What about digital learning? The truth is we have only scratched the surface of the power for digital learning. Several weeks ago, I visited Crescent schools, where they are participating in the one-to-one laptop program. And there are online resources with endless free content for students and teachers.

Late last year, the digital learning council led by former governors Bob Wise and Jeb Bush introduced the “Ten Elements of High-Quality Digital Learning,” a blueprint on how digital learning can transform education. The State Department of Education is taking the DLC’s findings into consideration as it prepares digital initiatives. The transformation is under way across America, and Oklahoma cannot afford to be left behind.

Finally, we must be willing to compete globally in the knowledge economy. Oklahoma is overflowing with entrepreneurial spirit, but proficiencies for many students in reading, science and math are below where they should be.

Unless we increase student knowledge in these areas, our state will fall further behind.

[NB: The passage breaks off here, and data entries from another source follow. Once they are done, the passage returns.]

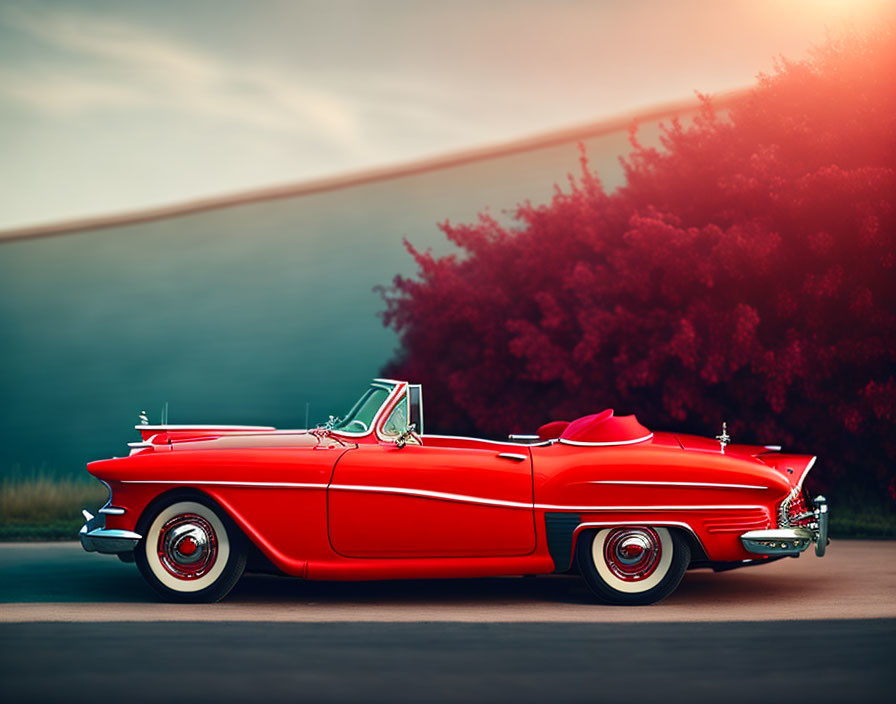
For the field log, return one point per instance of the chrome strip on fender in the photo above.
(423, 493)
(700, 484)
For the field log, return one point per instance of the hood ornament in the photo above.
(724, 438)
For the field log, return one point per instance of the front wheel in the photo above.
(191, 551)
(632, 565)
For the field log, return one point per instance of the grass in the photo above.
(44, 507)
(40, 506)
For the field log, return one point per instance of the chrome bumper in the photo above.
(792, 541)
(95, 537)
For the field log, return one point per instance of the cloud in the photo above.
(114, 65)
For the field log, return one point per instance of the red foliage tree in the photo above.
(747, 272)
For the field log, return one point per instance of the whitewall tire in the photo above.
(632, 565)
(191, 551)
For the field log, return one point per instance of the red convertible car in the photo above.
(370, 496)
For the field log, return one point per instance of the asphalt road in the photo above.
(60, 582)
(842, 661)
(78, 627)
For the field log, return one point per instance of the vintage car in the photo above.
(370, 496)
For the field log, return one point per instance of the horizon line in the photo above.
(540, 140)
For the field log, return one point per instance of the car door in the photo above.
(437, 499)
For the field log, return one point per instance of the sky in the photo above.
(107, 107)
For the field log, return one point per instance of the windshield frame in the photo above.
(388, 385)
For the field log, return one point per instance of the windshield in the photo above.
(360, 417)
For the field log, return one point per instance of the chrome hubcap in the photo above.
(632, 554)
(188, 546)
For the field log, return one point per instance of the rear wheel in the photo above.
(191, 551)
(632, 565)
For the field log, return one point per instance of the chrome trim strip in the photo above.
(423, 493)
(710, 485)
(199, 482)
(204, 427)
(777, 541)
(373, 428)
(503, 443)
(589, 509)
(564, 441)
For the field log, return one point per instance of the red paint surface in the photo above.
(333, 507)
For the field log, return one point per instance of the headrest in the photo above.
(605, 428)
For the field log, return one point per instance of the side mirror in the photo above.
(407, 435)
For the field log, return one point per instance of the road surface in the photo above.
(60, 582)
(80, 628)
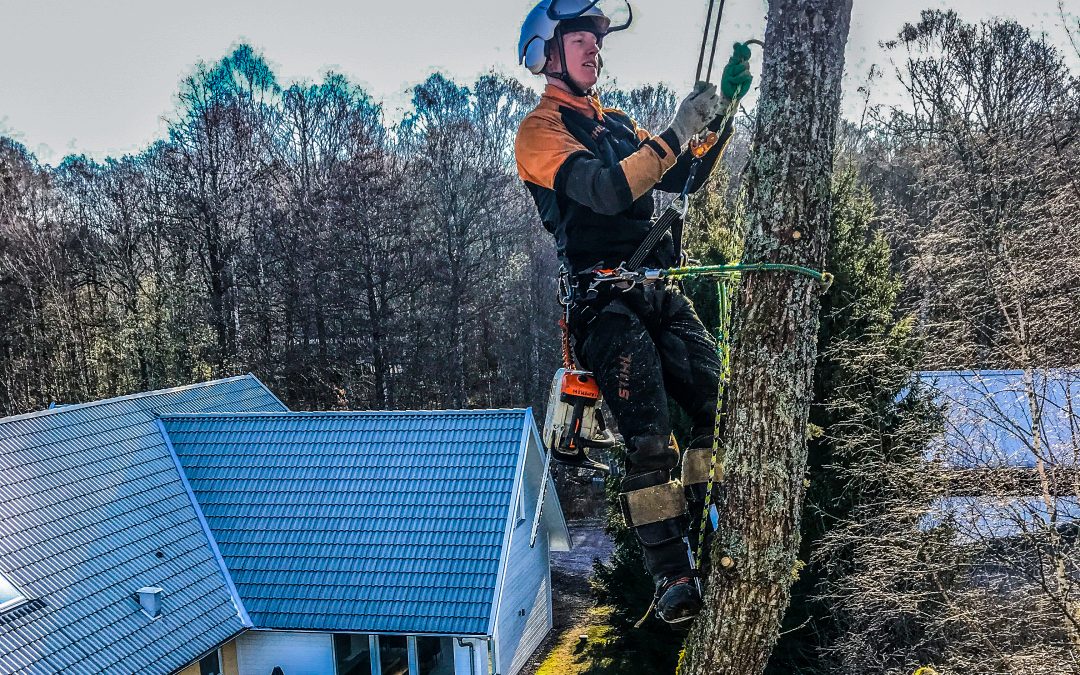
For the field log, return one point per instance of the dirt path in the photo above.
(569, 579)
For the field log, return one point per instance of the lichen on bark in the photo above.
(775, 324)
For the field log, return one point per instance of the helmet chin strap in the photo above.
(564, 75)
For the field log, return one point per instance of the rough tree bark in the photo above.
(775, 326)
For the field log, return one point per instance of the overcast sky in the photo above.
(98, 77)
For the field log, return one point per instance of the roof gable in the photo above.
(361, 522)
(93, 509)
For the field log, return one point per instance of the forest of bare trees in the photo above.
(289, 232)
(352, 262)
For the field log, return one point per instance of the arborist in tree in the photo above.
(592, 172)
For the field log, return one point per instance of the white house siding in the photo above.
(524, 616)
(296, 653)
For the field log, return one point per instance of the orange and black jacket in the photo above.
(592, 172)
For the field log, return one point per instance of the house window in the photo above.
(434, 656)
(352, 653)
(9, 594)
(393, 655)
(211, 664)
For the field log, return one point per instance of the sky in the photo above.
(100, 77)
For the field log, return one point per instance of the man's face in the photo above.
(582, 57)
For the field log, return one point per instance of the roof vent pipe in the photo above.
(149, 597)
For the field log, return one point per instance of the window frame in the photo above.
(220, 661)
(19, 596)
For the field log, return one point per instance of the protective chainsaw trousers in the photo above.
(644, 345)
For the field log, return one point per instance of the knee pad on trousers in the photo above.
(646, 454)
(655, 507)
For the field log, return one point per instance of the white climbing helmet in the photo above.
(543, 21)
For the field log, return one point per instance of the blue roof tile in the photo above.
(89, 496)
(988, 417)
(366, 522)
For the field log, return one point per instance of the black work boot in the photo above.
(656, 508)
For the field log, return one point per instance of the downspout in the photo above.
(472, 655)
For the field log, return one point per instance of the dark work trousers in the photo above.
(644, 345)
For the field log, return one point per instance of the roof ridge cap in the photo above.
(72, 406)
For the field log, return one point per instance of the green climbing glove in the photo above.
(737, 79)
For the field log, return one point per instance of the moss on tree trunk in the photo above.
(775, 326)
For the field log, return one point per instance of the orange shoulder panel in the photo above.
(542, 146)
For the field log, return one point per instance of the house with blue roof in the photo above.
(208, 529)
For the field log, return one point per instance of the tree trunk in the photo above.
(775, 325)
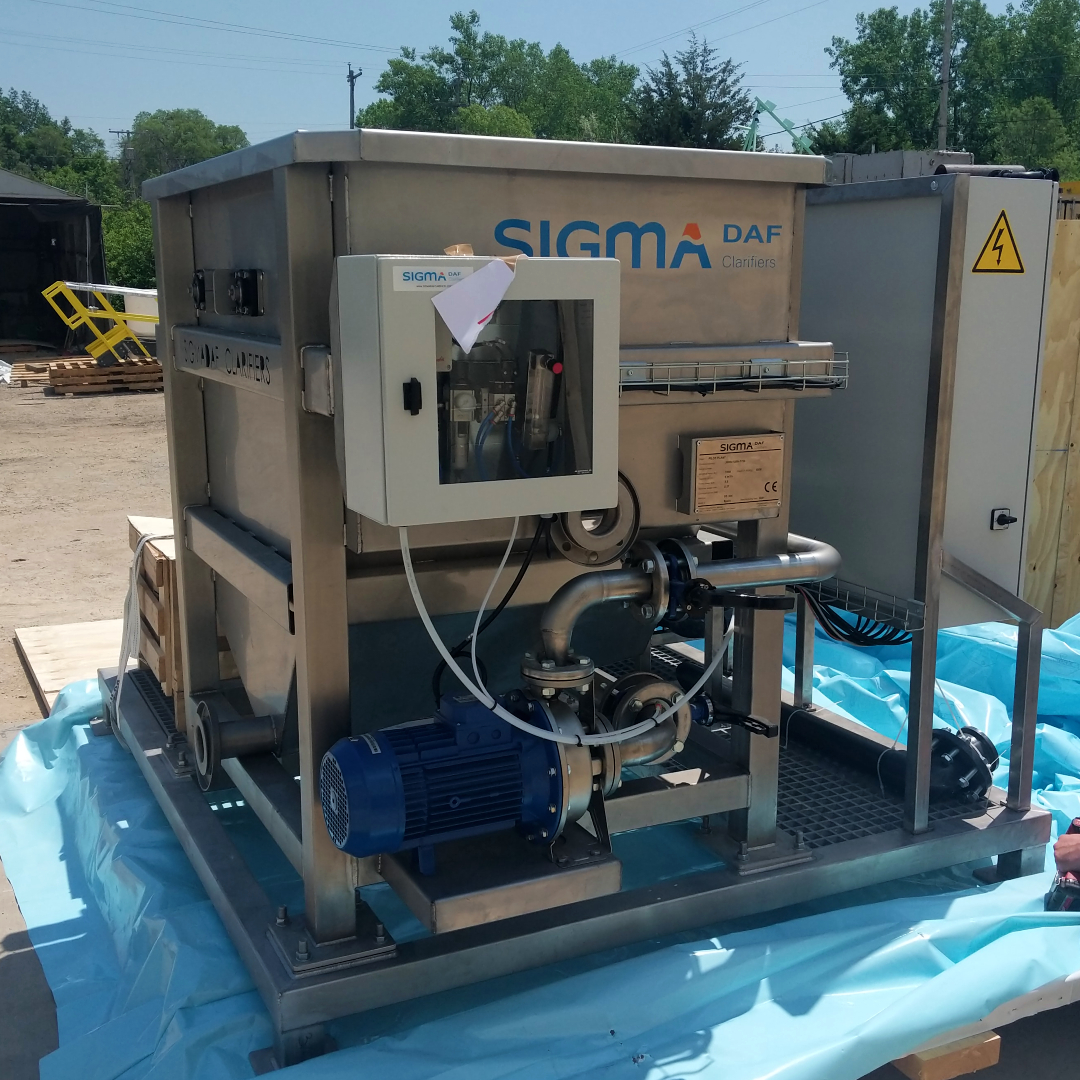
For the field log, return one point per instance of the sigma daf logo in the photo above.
(576, 239)
(428, 279)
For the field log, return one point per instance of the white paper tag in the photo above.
(468, 307)
(416, 279)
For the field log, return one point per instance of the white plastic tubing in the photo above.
(481, 692)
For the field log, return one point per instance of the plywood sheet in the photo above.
(1056, 590)
(55, 656)
(1048, 491)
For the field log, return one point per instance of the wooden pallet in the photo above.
(86, 377)
(160, 650)
(55, 656)
(954, 1060)
(29, 373)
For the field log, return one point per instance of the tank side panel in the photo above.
(742, 230)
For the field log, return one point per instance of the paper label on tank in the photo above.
(738, 470)
(414, 279)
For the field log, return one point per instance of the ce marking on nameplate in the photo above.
(1000, 253)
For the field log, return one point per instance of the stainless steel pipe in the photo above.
(806, 559)
(568, 604)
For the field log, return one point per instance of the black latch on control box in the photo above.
(413, 394)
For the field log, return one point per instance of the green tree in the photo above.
(554, 95)
(698, 100)
(496, 120)
(129, 245)
(1034, 134)
(891, 73)
(174, 138)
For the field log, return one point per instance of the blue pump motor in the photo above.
(462, 773)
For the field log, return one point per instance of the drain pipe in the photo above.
(806, 559)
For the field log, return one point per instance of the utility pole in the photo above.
(946, 50)
(352, 77)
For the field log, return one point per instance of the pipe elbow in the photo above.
(820, 558)
(570, 602)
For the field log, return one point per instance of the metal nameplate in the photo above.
(731, 473)
(237, 360)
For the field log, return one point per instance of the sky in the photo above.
(272, 66)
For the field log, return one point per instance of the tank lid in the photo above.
(482, 151)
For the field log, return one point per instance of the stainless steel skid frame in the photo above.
(338, 983)
(306, 592)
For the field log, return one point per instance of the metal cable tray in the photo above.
(711, 376)
(892, 610)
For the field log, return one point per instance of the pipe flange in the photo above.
(599, 537)
(207, 745)
(547, 678)
(646, 555)
(609, 756)
(576, 763)
(635, 696)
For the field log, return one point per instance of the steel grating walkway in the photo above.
(827, 801)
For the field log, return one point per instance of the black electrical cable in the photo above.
(543, 528)
(865, 633)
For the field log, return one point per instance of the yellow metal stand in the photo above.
(81, 315)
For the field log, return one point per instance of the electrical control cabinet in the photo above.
(935, 286)
(524, 422)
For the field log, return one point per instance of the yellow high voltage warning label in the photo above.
(1000, 253)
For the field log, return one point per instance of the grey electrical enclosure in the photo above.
(935, 286)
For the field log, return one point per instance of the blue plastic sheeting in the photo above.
(147, 984)
(975, 670)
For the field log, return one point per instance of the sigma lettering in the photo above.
(509, 233)
(636, 231)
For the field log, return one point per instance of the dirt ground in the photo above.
(71, 470)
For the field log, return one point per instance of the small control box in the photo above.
(524, 422)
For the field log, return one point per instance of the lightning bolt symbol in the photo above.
(998, 246)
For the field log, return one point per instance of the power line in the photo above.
(797, 127)
(172, 19)
(690, 29)
(736, 34)
(112, 45)
(111, 54)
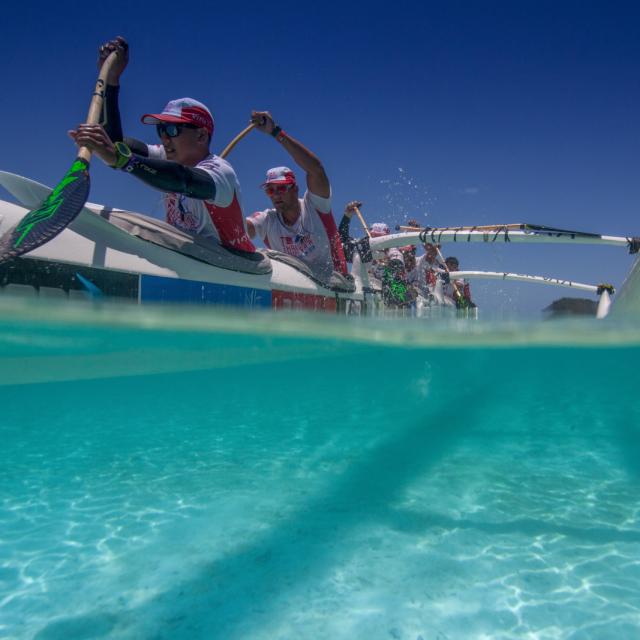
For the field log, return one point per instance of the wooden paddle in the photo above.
(488, 227)
(362, 222)
(66, 200)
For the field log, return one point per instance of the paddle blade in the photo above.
(57, 210)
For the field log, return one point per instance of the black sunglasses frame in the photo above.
(173, 129)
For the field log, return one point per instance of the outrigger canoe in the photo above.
(127, 256)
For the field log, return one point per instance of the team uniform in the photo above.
(313, 238)
(221, 219)
(426, 277)
(463, 288)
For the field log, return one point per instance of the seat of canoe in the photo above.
(338, 282)
(167, 236)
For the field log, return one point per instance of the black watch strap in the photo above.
(123, 155)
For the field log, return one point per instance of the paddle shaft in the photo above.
(488, 227)
(362, 222)
(227, 150)
(97, 101)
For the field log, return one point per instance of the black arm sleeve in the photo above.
(112, 124)
(346, 240)
(173, 177)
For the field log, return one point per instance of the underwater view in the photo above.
(207, 474)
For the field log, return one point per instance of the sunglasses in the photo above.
(172, 130)
(272, 189)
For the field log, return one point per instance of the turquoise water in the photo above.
(170, 475)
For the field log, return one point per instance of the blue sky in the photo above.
(450, 112)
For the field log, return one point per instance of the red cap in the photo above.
(183, 110)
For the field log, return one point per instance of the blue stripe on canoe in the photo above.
(160, 289)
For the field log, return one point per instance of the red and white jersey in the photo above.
(426, 275)
(220, 219)
(463, 288)
(313, 238)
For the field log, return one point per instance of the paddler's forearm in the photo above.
(345, 239)
(317, 179)
(172, 177)
(112, 124)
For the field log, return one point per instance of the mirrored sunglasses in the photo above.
(171, 129)
(273, 189)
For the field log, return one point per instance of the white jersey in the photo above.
(313, 238)
(220, 219)
(426, 275)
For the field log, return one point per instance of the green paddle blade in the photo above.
(55, 213)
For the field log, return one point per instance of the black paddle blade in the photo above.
(60, 207)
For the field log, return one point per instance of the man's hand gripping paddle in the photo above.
(66, 200)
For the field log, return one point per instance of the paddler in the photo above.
(301, 227)
(429, 271)
(461, 299)
(389, 269)
(201, 190)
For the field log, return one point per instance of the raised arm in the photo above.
(317, 180)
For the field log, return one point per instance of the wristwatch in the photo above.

So the third part of “Rethink” is a comprehensive effort to boost student achievement in literacy for both reading and math, and to encourage more science, technology, engineering and mathematics instruction, also known as “STEM.”

I had the opportunity this last weekend to attend the first robotics competition in Oklahoma City. It was exciting to see the results of weeks of hard work by students, teachers and sponsors. Students had so much fun they didn’t even realize they were learning. But these students have now been exposed to the exciting future ahead for them in science and engineering fields.